Worker. Length 4 lines.-Head, thorax, legs, and nodes of the petiole, ferruginous; abdomen smooth, shining black. Head large, wider than the thorax or abdomen, longitudinally striated, the striae stronger and more deeply impressed on the anterior portion of the face; the mandibles triangular, striated, and armed with strong black teeth on their inner margin. Thorax: its margins raised, the lateral angles of the anterior margin produced and acute; the disk longitudinally striated, with a deep strangulation between the meso- and metathorax, the latter coarsely rugose, and having on each side a short blunt tooth; the sides of the mesothorax have also a sharp angle or tooth at their margins at the verge of the strangulation, before which the sides are rounded; the femora very much thickened in the middle and much attenuated at their base and apex, the tibiae slightly incrassate; the legs very smooth and shining with the tarsi deep ferruginous. Abdomen ovate, narrowed at the base, which is slightly rufous; the nodes of the petiole rugose, the first elongated, the second subglobose; the first node is produced in the middle above into a short acute spine, and it has also a spine at its base beneath.
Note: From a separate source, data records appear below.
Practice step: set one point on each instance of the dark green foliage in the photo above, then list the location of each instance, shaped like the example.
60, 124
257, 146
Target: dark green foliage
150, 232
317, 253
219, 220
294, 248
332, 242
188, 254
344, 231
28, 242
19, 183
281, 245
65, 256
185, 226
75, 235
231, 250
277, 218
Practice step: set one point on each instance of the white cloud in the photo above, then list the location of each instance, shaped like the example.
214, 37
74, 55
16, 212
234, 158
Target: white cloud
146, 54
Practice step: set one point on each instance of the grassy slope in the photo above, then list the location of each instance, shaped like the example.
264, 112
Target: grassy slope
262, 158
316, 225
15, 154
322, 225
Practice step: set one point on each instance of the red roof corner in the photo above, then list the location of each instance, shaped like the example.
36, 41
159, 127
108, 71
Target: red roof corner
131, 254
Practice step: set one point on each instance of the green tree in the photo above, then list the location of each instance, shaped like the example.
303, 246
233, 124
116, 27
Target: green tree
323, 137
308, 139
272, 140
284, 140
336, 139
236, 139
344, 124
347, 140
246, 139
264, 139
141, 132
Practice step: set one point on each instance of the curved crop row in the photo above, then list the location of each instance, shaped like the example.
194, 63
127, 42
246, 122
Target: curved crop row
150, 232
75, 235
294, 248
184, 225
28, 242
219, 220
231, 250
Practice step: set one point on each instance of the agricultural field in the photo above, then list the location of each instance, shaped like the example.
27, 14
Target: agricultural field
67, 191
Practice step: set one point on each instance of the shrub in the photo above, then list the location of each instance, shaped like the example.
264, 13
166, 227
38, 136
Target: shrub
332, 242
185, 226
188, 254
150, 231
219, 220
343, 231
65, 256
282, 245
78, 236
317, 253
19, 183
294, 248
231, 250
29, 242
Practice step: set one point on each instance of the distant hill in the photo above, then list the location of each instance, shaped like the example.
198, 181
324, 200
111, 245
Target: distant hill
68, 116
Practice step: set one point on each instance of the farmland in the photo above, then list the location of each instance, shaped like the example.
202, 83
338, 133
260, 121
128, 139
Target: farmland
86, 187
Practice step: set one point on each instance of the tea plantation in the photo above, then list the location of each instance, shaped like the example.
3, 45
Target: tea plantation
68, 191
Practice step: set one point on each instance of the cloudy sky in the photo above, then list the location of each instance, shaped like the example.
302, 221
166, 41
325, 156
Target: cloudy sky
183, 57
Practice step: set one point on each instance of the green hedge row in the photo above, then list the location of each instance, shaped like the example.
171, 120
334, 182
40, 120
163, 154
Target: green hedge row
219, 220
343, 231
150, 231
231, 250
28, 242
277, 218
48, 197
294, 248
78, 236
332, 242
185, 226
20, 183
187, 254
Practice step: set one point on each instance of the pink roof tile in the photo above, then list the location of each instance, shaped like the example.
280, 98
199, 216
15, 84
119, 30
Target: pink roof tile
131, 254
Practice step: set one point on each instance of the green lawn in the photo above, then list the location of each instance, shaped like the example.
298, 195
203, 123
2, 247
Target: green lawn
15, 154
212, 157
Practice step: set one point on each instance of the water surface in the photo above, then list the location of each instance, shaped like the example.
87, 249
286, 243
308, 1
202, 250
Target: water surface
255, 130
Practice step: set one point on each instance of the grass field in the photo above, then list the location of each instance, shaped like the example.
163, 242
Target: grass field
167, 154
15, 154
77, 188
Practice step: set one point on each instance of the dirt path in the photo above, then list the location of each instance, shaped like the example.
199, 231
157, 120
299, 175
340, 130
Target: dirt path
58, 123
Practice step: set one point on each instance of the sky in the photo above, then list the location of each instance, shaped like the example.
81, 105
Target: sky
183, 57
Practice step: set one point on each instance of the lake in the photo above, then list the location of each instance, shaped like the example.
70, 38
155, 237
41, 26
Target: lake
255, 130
Female. Length 6 1/4 lines.-Of the same colour as the worker: the head rather more elongate-quadrate; the thorax elongateovate, sculptured as in the worker; wings subhyaline, the nervures pale rufo-testaceous, the stigma fuscous; the femora swollen as in the worker; the basal node is raised in the middle to a sharp transversely rounded edge, not spined; beneath, at its base, is a flattened acute tooth: otherwise like the worker.
Hab. Australia (Adelaide).
This fine species is placed provisionally in the genus Myrmecina HNS : a dissection of the parts of the mouth would determine that question; it is however closely allied to that genus, if not belonging to it; the neuration of the wings only diners in their anterior pair having the cubital vein and also the subdiscoidal vein continued to the apical margin of the wing.